Raised in Albany, the 35 year-old hails from a working class background where everything was a struggle for his family and knows full well the inequities of society.
He will be in an interesting position whenever he takes his seat in Parliament as the Speaker Peter Watson formerly umpired some of Mr Clifford’s youth basketball games.
Some of the issues that drive Mr Clifford is homelessness and the issues that lower income families have to overcome, having experienced them first hand living in social housing for much of his time in Albany.
His mining industry worker father was often absent for long periods of time due to work, while his mother combined a part-time bar manager’s job with caring for her son and his three sisters.
One of Mr Clifford goals is to get young people engaged in politics.
“One of my goals is to get young people enthusiastic about being involved and illustrate that if you’re prepared to work at it you can make a difference.”
The Greens MLA believes far more input is needed from the younger generation about issues they care about such as homelessness, the environment and the ever increasing drug problem.
Issues such as fracking and renewable energy development are also of critical importance to him.
Mr Clifford said having worked previous in areas of Queensland where fracking was and is prevalent he has witnessed for himself, the tremendous costs to the environment and the damage to rural society.
So he is dead set against the WA fracking industry and the environmental and societal costs involved as residents will still suffer the consequences long after the industry has packed up and disappeared.

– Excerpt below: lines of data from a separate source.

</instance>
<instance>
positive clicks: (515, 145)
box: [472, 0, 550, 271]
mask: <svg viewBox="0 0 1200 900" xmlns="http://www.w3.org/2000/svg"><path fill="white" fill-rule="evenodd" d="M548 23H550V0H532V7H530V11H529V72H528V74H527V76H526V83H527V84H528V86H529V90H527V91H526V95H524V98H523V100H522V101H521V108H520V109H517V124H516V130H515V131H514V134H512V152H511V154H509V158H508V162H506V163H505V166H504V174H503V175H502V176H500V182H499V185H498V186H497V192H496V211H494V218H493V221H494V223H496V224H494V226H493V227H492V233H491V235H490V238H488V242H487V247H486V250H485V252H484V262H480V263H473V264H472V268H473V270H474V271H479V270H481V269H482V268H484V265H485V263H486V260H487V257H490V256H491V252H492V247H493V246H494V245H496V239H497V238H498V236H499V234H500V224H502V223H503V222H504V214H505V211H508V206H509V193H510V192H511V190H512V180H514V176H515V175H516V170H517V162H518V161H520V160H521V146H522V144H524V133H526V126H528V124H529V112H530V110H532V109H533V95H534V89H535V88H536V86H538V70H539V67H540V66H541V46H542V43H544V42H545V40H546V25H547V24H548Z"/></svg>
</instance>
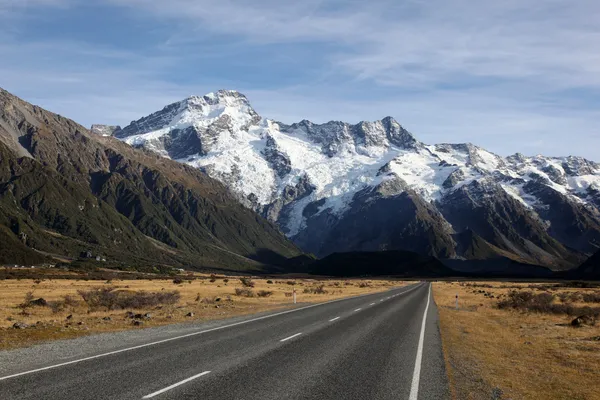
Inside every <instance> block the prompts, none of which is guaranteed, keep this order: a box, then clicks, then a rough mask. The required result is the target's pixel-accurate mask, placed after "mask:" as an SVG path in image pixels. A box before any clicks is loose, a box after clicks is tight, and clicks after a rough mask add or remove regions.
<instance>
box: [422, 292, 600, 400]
mask: <svg viewBox="0 0 600 400" xmlns="http://www.w3.org/2000/svg"><path fill="white" fill-rule="evenodd" d="M433 292H434V297H435V301H436V303H437V305H438V309H439V314H440V329H441V334H442V342H443V347H444V353H445V356H446V364H447V370H448V374H449V378H450V384H451V388H452V391H453V397H454V398H455V399H460V400H467V399H474V400H475V399H477V400H478V399H486V400H489V399H498V400H499V399H514V400H518V399H548V400H550V399H564V400H567V399H569V400H574V399H581V400H584V399H585V400H593V399H600V369H599V366H600V321H599V323H598V324H596V325H595V326H594V325H593V323H594V321H593V319H589V320H587V322H589V324H583V325H582V326H580V327H573V326H572V325H571V321H572V320H573V319H574V318H575V317H577V316H578V315H580V314H582V313H583V314H592V315H593V314H597V313H598V312H599V310H600V288H598V287H596V288H577V287H569V285H568V284H560V283H549V284H524V283H500V282H460V283H459V282H443V283H436V284H434V286H433ZM457 294H458V300H459V308H458V309H456V297H455V296H456V295H457ZM499 304H500V307H499ZM569 314H571V315H569Z"/></svg>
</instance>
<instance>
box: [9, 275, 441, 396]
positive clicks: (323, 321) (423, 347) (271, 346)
mask: <svg viewBox="0 0 600 400" xmlns="http://www.w3.org/2000/svg"><path fill="white" fill-rule="evenodd" d="M28 362H29V363H28V365H29V368H28V369H22V368H23V367H22V366H21V369H20V370H11V369H10V367H9V368H8V373H4V374H3V375H2V376H0V399H3V400H4V399H11V400H12V399H36V400H39V399H77V400H80V399H142V398H153V399H207V400H209V399H220V400H223V399H315V400H316V399H319V400H321V399H410V400H416V399H427V400H430V399H448V398H449V397H450V395H449V390H448V382H447V378H446V371H445V366H444V359H443V355H442V350H441V341H440V336H439V328H438V317H437V309H436V306H435V304H434V302H433V297H432V296H431V293H430V285H429V284H427V283H419V284H415V285H411V286H408V287H404V288H400V289H394V290H390V291H388V292H384V293H377V294H371V295H366V296H360V297H354V298H349V299H344V300H341V301H334V302H330V303H326V304H322V305H316V306H309V307H302V308H298V309H294V310H290V311H286V312H282V313H274V314H269V315H266V316H261V317H258V318H254V319H246V320H242V321H237V322H231V323H229V324H228V323H227V322H225V323H223V324H222V325H219V326H218V327H216V328H210V329H205V330H202V328H199V329H198V331H196V332H192V333H188V334H186V335H184V336H183V337H181V336H179V337H171V338H166V339H163V340H161V341H158V342H154V343H153V344H148V343H145V344H141V345H138V346H135V347H133V348H131V347H124V348H118V347H116V350H113V351H112V352H110V353H109V354H107V353H106V352H105V353H97V352H94V351H93V349H90V352H89V354H88V356H87V357H84V358H83V359H82V358H81V357H79V358H75V359H64V358H59V357H57V358H56V359H55V360H45V361H44V362H43V363H41V362H39V363H36V360H35V359H32V360H28Z"/></svg>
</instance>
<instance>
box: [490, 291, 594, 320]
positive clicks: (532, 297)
mask: <svg viewBox="0 0 600 400" xmlns="http://www.w3.org/2000/svg"><path fill="white" fill-rule="evenodd" d="M554 298H555V296H554V295H553V294H552V293H540V294H534V293H533V292H522V291H518V290H511V291H510V292H508V294H507V295H506V297H505V298H503V299H502V300H500V301H498V303H497V306H498V308H500V309H516V310H521V311H533V312H539V313H547V314H567V315H598V314H600V308H591V307H575V306H573V305H572V304H569V303H562V304H561V303H554Z"/></svg>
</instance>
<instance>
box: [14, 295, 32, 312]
mask: <svg viewBox="0 0 600 400" xmlns="http://www.w3.org/2000/svg"><path fill="white" fill-rule="evenodd" d="M32 301H33V292H27V293H26V294H25V297H24V298H23V302H22V303H21V304H19V306H18V307H19V308H21V309H23V310H25V309H26V308H29V307H31V306H32V304H31V302H32Z"/></svg>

A former FIFO worker, Mr Clifford also worked as a plastic welder, dogman and rigger to name just a few of the jobs that he worked prior to returning to Perth several years ago to study as a mature age student.
He subsequently worked in the Attorney General office and then the Central Law Courts and was originally interested in doing humanitarian work aboard.
But he and several friends quickly realised that increasing social problems, homelessness, an alarming decrease in investment in renewable energy and increasing power costs were problems which no one appeared to be paying much attention to.
Not surprisingly he came to the conclusion that these pressing issues needed to be just as urgently addressed here at home.
From there the decision to run for office was an easy one and a strong grass root campaign ensued.
He was elected to the legislative council back in March and life ever since has been a whirlwind for the new MLA, who’s office is on The Crescent in Midland.
“I am personally committed to ensuring that in four years’ time, the people of Western Australia have a better community than they have today.”